Ottobeuren (Unterallgäu), Klostergebäude, Salettl [Stuck] Zitieren
Die vier Erdteile sind als Stuckreliefs in den vier Ecken des Raumes eingebettet. Die rosa-gelbe Tönung der Wolken, ihrer Ruhestätte sowie einzelne Goldapplikationen kontrastieren das Weiß ihrer Kleidung, Attribute und ihres Inkarnats. Europa ist herrscherlich mit Krone, Zepter und wallendem Gewand und Mantel gekleidet. Ihr sind ein Stier sowie die Symbole der weltlichen und geistlichen Macht (Kronen, Tiara, Tempietto) beigegeben. Asien ist ihr an derselben Schmalseite des Raumes vis-à-vis zugeordnet. Sie ist analog zu Europa gekleidet. Ein Weihrauchfass in ihrer linken Hand sowie ein Kamel zu ihrer rechten sind ihre Attribute.
Auf der gegenüberliegenden Schmalseite des Raumes (Norden) befinden sich die „wilden“ Vertreter der Erde: Afrika und Amerika. Afrika trägt ebenfalls ein wallendes Gewand und goldene Sandalen. Ein Turban, ein Skorpion sowie ein Elefant sind ihre Erkennungszeichen. Einzig Amerika ist halb entblößt nur mit einem Federrock wiedergegeben. Goldene Schmuckreifen an beiden Oberarmen, ein goldener Gürtel, goldene Sandalen sowie ein goldener Federreif im Haar schmücken sie. Beigefügt sind ihr ein Löwe und ein abgeschlagener Kopf mit einem Pfeil, den sie mit dem Bogen in ihrer rechten Hand gerade eben erst geschossen hat. Reichlich Nachschub an Pfeilen sichert der Köcher voller Pfeile neben ihr.
Gemeinsam mit den mythologischen Goldreliefs sowie den anderen über den Raum verteilten Stuckreliefs, deren Deutung zwar nicht eindeutig, aber eventuell einen nicht dekorativen Zweck erfüllen, sondern eine kosmologische Funktion übernehmen, sind die Erdteile als ein Instrument in der Darstellung der Harmonie des Kosmos zu verstehen.[1] Diese Harmonie gründet in dem von Galileo Galilei (1564–1642) und Johannes Kepler (1571–1630) formulierten Anspruch,
„daß alle Dinge Teile bestimmter Systeme sind, die in exakter und unausweichlicher Gesetzlichkeit die Abläufe regeln.
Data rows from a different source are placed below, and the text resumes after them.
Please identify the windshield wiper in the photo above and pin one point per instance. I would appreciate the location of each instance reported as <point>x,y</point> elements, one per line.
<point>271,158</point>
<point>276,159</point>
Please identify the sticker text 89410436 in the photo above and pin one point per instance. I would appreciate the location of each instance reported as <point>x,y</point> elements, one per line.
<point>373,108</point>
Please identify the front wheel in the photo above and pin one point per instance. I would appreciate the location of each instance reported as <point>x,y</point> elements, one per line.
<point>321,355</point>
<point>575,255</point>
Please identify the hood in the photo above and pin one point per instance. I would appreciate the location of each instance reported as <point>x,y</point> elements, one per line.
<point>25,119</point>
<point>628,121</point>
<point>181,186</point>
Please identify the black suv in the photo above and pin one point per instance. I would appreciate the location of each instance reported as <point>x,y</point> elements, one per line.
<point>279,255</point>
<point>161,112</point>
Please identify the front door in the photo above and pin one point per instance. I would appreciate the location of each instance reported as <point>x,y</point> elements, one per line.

Nicht mehr das im Innern der Dinge subsistierende „Wesen“ ist der Herr des Geschehens, sondern der jeweilige äußere „System“-Zusammenhang, der eine Menge von Dingen so zusammenschließt, daß sich alles aus den Systemgesetzen, aus den inneren Relationen und Funktionen des Systemganzen ergibt und somit eine abgeschlossene Wirklichkeit entsteht, die nur aus ihrer Ganzheit zu begreifen ist. […] Die Welt als System der Systeme, als Ordnung der Ordnungen, wird zum Leitbild des Wirklichkeitsverständnisses.“[2]
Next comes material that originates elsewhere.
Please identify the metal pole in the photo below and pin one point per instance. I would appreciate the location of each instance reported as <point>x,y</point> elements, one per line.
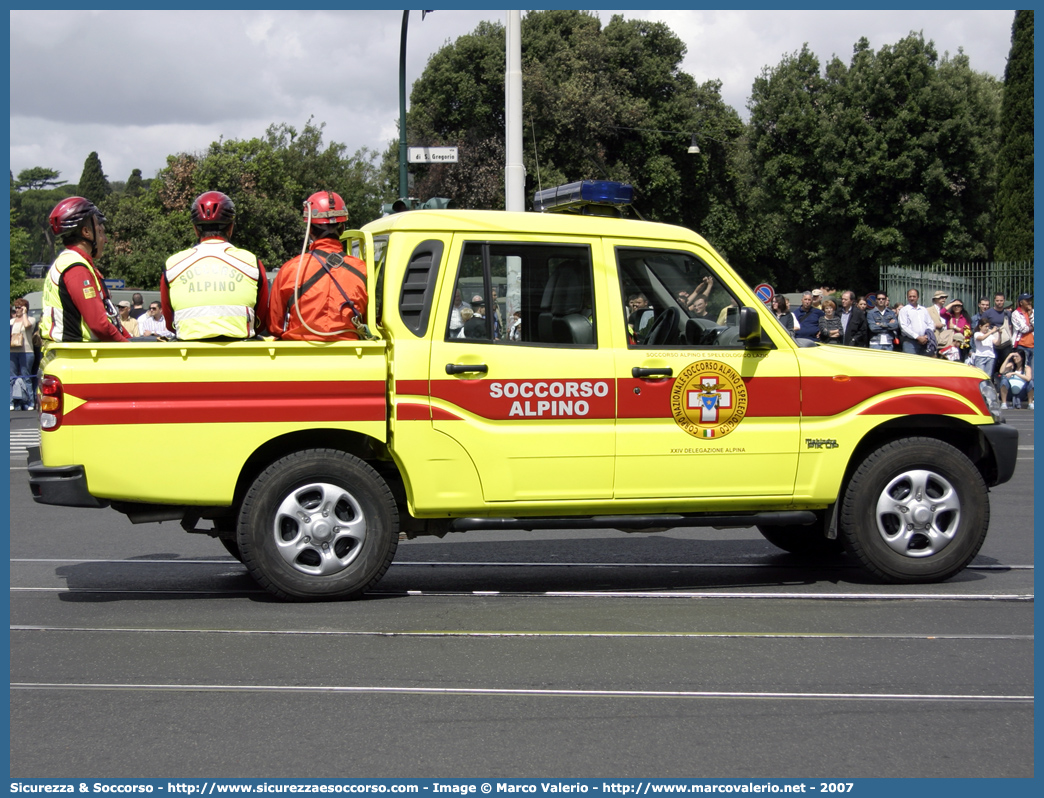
<point>514,170</point>
<point>403,177</point>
Die natürliche Ordnung der Dinge konstituiert sich in der Vierzahl der Elemente, Jahreszeiten, Tageszeiten, Erdteile etc., was wiederum mit dem übergeordneten Thema der sieben Weltzeitalter einhergeht.
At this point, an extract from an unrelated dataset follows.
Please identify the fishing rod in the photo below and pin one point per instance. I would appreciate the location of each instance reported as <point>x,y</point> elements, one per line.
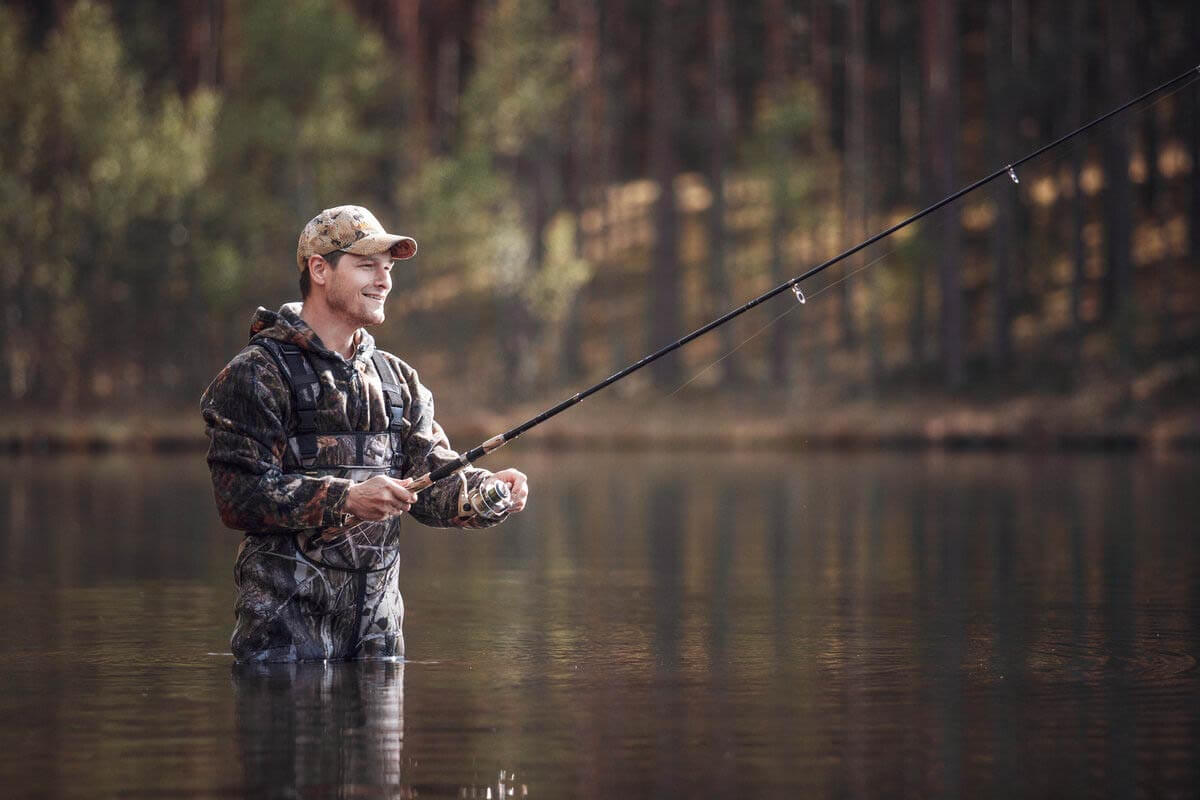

[1] Vgl. Poeschel 1985, 209. Eines der reichsten Programme dieses Anspruchs findet sich auf Schloss Eggenberg in der Steiermark, jedoch überschattet hier der repräsentative Charakter den kosmologischen Anspruch der Erdteilallegorien.
[2] Rombach 1986, 12–14.
Zur Stuckausstattung: die Erdteile als Stuckrelief im Wechsel mit vergoldeten Stuckreliefs:
OSTEN
- Amerika
- Apoll [vergoldetes Stuckrelief]
- Europa
SÜDEN (Schmalseite)
Ceres
WESTEN
- Asien
- Diana
- Afrika
NORDEN (Schmalseite)
Juno
Dazwischen befinden sich oberhalb des Gesimes weitere Stuckreliefs sowie Büsten oberhalb der Kapitelle. Es könnte sich hierbei um Allegorien der vier Elemente, der Lebensalter, Tageszeiten, Jahreszeiten handeln, allerdings gehen sie nicht auf. Laut den Autoren der Bildwelt Ottobeuren „gehören sie – wie auch in anderen stuckierten Zimmern des Maini-Trupps – einfach zur Dekoration“.[1]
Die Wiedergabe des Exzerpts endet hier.